だが、デリーは再びその場に膝をついてしまった。
「今だ下僕たちよ!王子を叩きのめしてしまぇーー!」
ギョルウの命令に残った二匹の魔獣がデリーに襲いかかる。
「させませんわ!」
そう言うとリズは両手を突き出し、
「雷光よ!」
と素早く唱えた。
リズの両手からジグザグの光が延び二匹の魔獣に達した。
「「ギガガガ……!」」
雷撃に痺れて魔獣の動きが鈍くなる。
すかさずロナとゾフィーがデリーに駆け寄った。
そして二人でデリーの腕を取り、床を引きずって魔獣から引き離した。
「デリー様……」
リズも駆け寄ってきた。
デリーは目を瞑って動かなくなってしまっている。
「ゾフィーさん、デリー様は……」
半ば泣きそうになりながらロナが聞いた。
ゾフィーはデリーの額や首筋、胸や手首に手を当てて言った。
「気を失っています。
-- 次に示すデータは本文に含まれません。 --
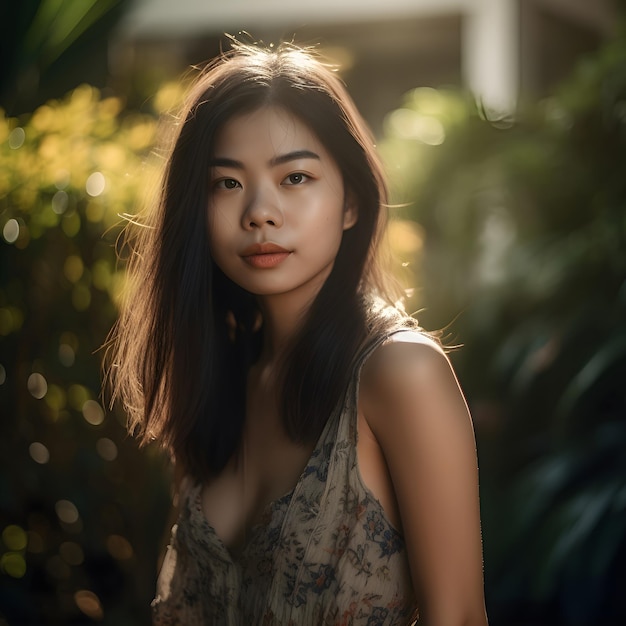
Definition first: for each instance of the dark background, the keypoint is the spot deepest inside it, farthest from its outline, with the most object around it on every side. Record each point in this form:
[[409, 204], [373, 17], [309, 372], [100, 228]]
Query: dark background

魔力も体力も限界まで使ってしまったのでしょう」
「回復できますわよね?」
魔獣の動きを気にしながらリズが聞いた。
「それが……」
珍しくゾフィーが口ごもった。
「ゾフィーさん……?」
ロナがゾッとしたような表情で聞いた。
「私もかなり魔力を使ってしまったので、デリー様をどこまで回復させられるか……」
ゾフィーがうなだれて言った。
「でも、このままでは」
リズは魔獣の動きに神経を使いながら言った。雷撃で鈍くなった魔獣の動きが戻りつつあるのだ。
今攻撃されたら魔獣を倒すどころかデリーとゾフィーを守りきれるかすら怪しい。
「おやおや、王子様が倒されて万事休すかぁい、ひゃははははーーーー!」
勝利を確信して嬉しくて仕方ないといった様子のギョルウ。
そんなギョルウに怒りのひと睨みをくれてからロナが言った。
「ゾフィーさん、デリー様をお願いします」
「はい、勿論ですけど……」
ロナの言わんとするところが今ひとつ理解できない様子のゾフィー。
「そうですわね、ゾフィーさんにお願いしますわ」
リズにはロナの意図が分かったようだ。
「リズさん……?」
そう言ってゾフィーはリズと、そしてロナを交互に見た。
「ゾフィーさんはここから逃げてください、デリー様を担いで」
「ええ!?」
ロナの言葉に驚くゾフィー。
「私が筋力増幅の魔法をかければゾフィーさんでも担げるはずです」
と、リズ。
「でも、それでは……」
不安いっぱいの表情のゾフィー。
「私とリズで魔獣を抑えますから」
「ええ、私達で時間を稼ぎますわ」
ロナとリズが毅然と答えた。
「なにやら小癪な策を弄しようって魂胆みたいだねぇ、まあ無駄なあがきだろうけど」
そう言うギョルウはわざと時間をかけているようだ。
ロナ達が苦しむ様を見る愉悦に浸って楽しんでいるのは明らかだ。
「猛き力をこの者に!」
リズがゾフィーに向かって唱えた。
「さあ、これで大丈夫なはずですわ、ゾフィーさん」
リズに言われてゾフィーはロナの手を借りてデリーを背負った。
「すごい、本当に……!」
半信半疑な様子だったゾフィーが驚いて言った。
「それじゃ、お願いします、ゾフィーさん!」
「お願いします!」
ロナとリズに託され、
「はい、お二人も無理はしないでくださいね」
そう言って二人を心配そうに見ると、ゾフィーは小走りで扉へと向かった。
「王子を逃がして君達が残るとはねぇ、それは僕も思いつかなかったよ」
ギョルウの言葉に嘘はなさそうだ。
「さあ、後は私達が相手よ、この頭のおかしい引きこもりの変人野郎!」
嫌悪と憎悪を最大限に込めて言うと、ロナは剣を構えた。
「ええ、気色悪くて悍ましい外道には鉄槌を下さなければいけませんわね!」
リズもいつでも魔法を放てる体勢で言った。
「な、ななな何だとぉおおおおーーーー!」
二人のうら若き乙女に痛烈な侮蔑の言葉を浴びせられ、ギョルウは頭を掻きむしって悔しがった。
「さあ、ここからが腕の見せどころよ、リズ!」
「勿論、負けませんわよ、ロナ!」
そう言ってロナとリズは不敵な笑みを交わした。